Happy Halloween!  Here are this week’s headlines.  In honor of the holiday, we have an article about horror films that convey a message of sustainability and environmentalism, methane seeps accelerating global warming, vertical farms, hurricane Sandy and global warming, how America’s corn market is operating upside down, and finally, axolotls.

Barry Levinson Makes Eco-Horror –  “The idea behind “The Bay” began after Mr. Levinson was asked to direct a documentary about environmental crises facing Chesapeake Bay. After watching a 2009 “Frontline” broadcast on the topic he opted instead for a graphic fictional treatment. “I don’t know that we pay attention to facts anymore,” he said over lunch in New York recently…  “We have to breathe the air and drink water,” he continued. “If you take one of those common elements, or put something into those elements, and make it the enemy, it becomes terrifying.”

Climate Changing Methane Rapidly Destabilizing off East Coast – A changing Gulf Stream off the East Coast has destabilized frozen methane deposits trapped under nearly 4,000 square miles of seafloor, scientists reported Wednesday. And since methane is even more potent than carbon dioxide as a global warming gas, the researchers said, any large-scale release could have significant climate impacts.

Sandy Storm Surge, is This What Climate Change Looks Like – Excellent graphics.

Vertical Farm in Singapore Produces a Ton of Food a Day – “The vertical farm, which has been developed by Sky Green Farms, consists of 120 aluminum towers, each extending up almost 30 feet in height. It can produce over 1,000 pounds of three kinds of vegetables per day, all of which are sold in the local FairPrice Finest supermarkets. However, they do cost a little more than imported vegetables.”

Corn Mazes Help Cash Strapped Farmers – “All across the country, small farmers have figured out the same formula. The hundreds of corn mazes that rise up each autumn can be more lucrative than agriculture itself.”

US Corn Moves Upside Down – “Processors and ethanol producers in No. 2 corn state Illinois, where the average corn yield was the lowest in nearly 25 years, are “importing” millions of bushels of the grain – an unprecedented volume – from North Dakota, which produced a record crop this year, trade sources said.

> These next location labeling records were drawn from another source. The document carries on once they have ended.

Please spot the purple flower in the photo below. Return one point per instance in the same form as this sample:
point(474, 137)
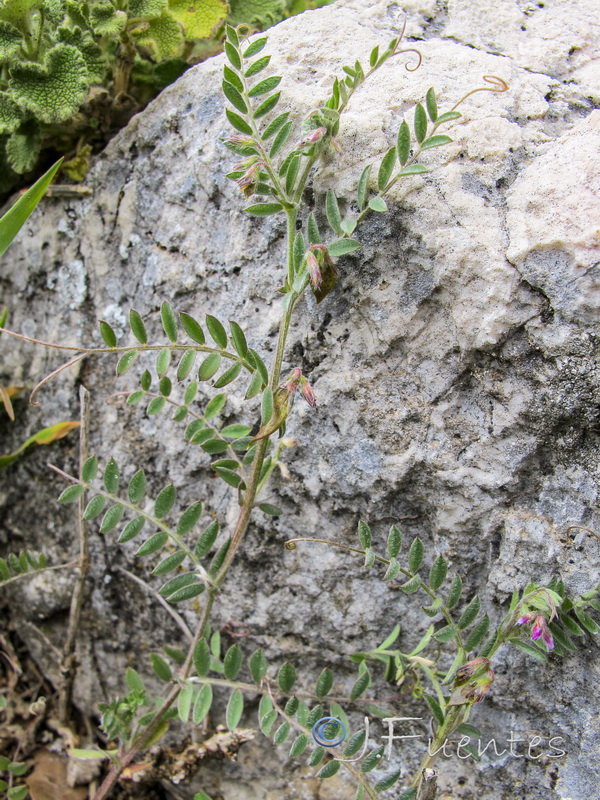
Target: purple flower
point(540, 628)
point(314, 272)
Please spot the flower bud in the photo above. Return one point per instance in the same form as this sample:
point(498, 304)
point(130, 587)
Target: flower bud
point(314, 273)
point(307, 392)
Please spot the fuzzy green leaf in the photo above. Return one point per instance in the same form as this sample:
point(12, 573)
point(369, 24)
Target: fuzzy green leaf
point(255, 47)
point(192, 328)
point(235, 707)
point(455, 592)
point(431, 104)
point(234, 97)
point(53, 91)
point(202, 657)
point(112, 518)
point(108, 334)
point(411, 586)
point(160, 667)
point(420, 123)
point(413, 169)
point(214, 406)
point(228, 376)
point(89, 469)
point(286, 677)
point(445, 634)
point(131, 530)
point(329, 770)
point(386, 169)
point(209, 366)
point(111, 476)
point(162, 36)
point(332, 211)
point(126, 361)
point(403, 143)
point(202, 704)
point(363, 187)
point(169, 563)
point(257, 66)
point(199, 18)
point(71, 493)
point(281, 138)
point(265, 86)
point(267, 105)
point(152, 544)
point(10, 114)
point(258, 666)
point(324, 683)
point(415, 555)
point(372, 760)
point(207, 539)
point(137, 487)
point(137, 326)
point(238, 339)
point(165, 501)
point(182, 581)
point(95, 507)
point(377, 204)
point(232, 663)
point(184, 703)
point(264, 209)
point(11, 40)
point(342, 247)
point(189, 519)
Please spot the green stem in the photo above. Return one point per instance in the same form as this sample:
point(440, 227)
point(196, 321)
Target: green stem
point(291, 236)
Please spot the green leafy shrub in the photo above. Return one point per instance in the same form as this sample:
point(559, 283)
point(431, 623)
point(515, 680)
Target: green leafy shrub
point(72, 73)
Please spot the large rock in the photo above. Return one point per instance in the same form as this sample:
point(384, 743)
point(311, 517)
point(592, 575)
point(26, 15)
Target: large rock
point(454, 364)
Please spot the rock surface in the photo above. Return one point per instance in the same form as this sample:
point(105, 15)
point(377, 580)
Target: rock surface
point(455, 366)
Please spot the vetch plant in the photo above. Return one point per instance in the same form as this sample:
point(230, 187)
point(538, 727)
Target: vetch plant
point(192, 565)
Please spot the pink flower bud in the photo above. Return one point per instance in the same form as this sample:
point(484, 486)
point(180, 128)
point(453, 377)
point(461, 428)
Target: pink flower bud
point(307, 393)
point(290, 384)
point(525, 620)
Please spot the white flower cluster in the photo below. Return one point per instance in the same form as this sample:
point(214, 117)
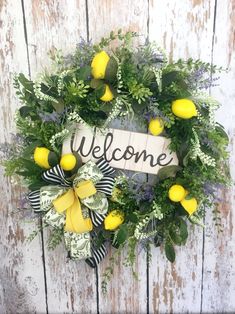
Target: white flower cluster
point(197, 152)
point(74, 116)
point(156, 213)
point(60, 84)
point(61, 135)
point(211, 103)
point(158, 76)
point(27, 120)
point(38, 92)
point(119, 75)
point(120, 179)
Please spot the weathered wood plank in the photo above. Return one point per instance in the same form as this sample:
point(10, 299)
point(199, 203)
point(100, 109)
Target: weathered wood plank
point(22, 288)
point(122, 149)
point(71, 286)
point(125, 294)
point(219, 253)
point(184, 31)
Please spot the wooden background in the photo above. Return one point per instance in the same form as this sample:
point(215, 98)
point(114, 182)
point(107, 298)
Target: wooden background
point(34, 280)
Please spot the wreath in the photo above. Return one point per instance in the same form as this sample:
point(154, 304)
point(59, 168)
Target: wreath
point(88, 205)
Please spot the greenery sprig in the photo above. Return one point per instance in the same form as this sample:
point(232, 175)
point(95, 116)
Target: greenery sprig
point(102, 82)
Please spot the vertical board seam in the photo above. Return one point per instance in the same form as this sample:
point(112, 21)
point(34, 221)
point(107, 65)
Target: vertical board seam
point(204, 236)
point(87, 21)
point(44, 264)
point(96, 269)
point(147, 177)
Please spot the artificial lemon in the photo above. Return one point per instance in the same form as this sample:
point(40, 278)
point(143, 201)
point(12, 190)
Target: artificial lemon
point(176, 193)
point(189, 205)
point(68, 162)
point(184, 108)
point(114, 219)
point(108, 95)
point(41, 156)
point(156, 126)
point(99, 64)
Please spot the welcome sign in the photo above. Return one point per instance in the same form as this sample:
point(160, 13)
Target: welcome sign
point(122, 149)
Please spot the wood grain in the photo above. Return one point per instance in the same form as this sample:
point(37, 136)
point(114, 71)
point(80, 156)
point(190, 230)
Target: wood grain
point(22, 289)
point(104, 16)
point(35, 280)
point(184, 31)
point(219, 252)
point(71, 286)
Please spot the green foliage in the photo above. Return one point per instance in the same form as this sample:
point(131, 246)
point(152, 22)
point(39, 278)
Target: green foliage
point(144, 84)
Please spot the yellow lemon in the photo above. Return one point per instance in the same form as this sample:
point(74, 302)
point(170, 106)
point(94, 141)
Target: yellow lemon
point(41, 155)
point(99, 64)
point(184, 108)
point(189, 205)
point(176, 193)
point(68, 162)
point(114, 219)
point(156, 126)
point(108, 95)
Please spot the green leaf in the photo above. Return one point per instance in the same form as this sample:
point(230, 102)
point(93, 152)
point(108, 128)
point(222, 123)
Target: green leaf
point(95, 83)
point(168, 171)
point(179, 231)
point(196, 220)
point(37, 185)
point(220, 129)
point(183, 230)
point(169, 78)
point(53, 159)
point(111, 70)
point(30, 148)
point(25, 111)
point(84, 73)
point(100, 90)
point(132, 217)
point(170, 252)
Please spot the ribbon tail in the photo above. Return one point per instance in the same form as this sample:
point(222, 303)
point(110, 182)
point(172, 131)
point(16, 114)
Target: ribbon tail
point(105, 185)
point(78, 245)
point(96, 218)
point(56, 175)
point(97, 254)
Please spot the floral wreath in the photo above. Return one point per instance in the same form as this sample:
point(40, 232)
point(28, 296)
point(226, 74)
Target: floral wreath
point(89, 205)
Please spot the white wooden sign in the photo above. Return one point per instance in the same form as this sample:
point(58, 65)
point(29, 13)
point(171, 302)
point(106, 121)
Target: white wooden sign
point(122, 149)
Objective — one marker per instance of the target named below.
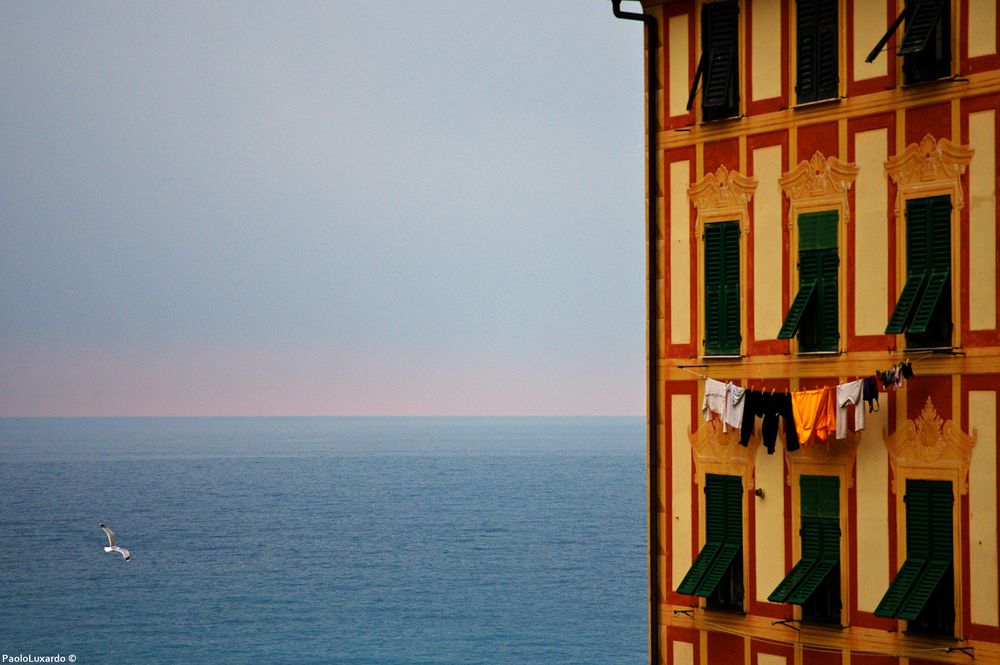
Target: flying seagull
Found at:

Northern corn is even reaching key livestock states such as Texas and Oklahoma.”

Oxen’s Possible Slaughter Prompts Fight in Vermont –  “Just past the village here is the farm at Green Mountain College, where chickens roam free and solar panels heat a greenhouse. The idea of sustainability runs so deep that instead of machines fueled by diesel, a pair of working oxen have tilled the fields for the better part of a decade, a rare evocation of a New England agricultural tradition. Their names are Bill and Lou, and by the end of the month, they are to be slaughtered and turned into hamburger meat for the dining hall.”

Axolotl’s Endangered –  “Aztec legend has it that the first axolotl, the feathery-gilled salamander that once swarmed through the ancient lakes of this city, was a god who changed form to elude sacrifice.  But what remains of its habitat today — a polluted network of canals choked with hungry fish imported from another continent — may prove to be an inescapable threat.”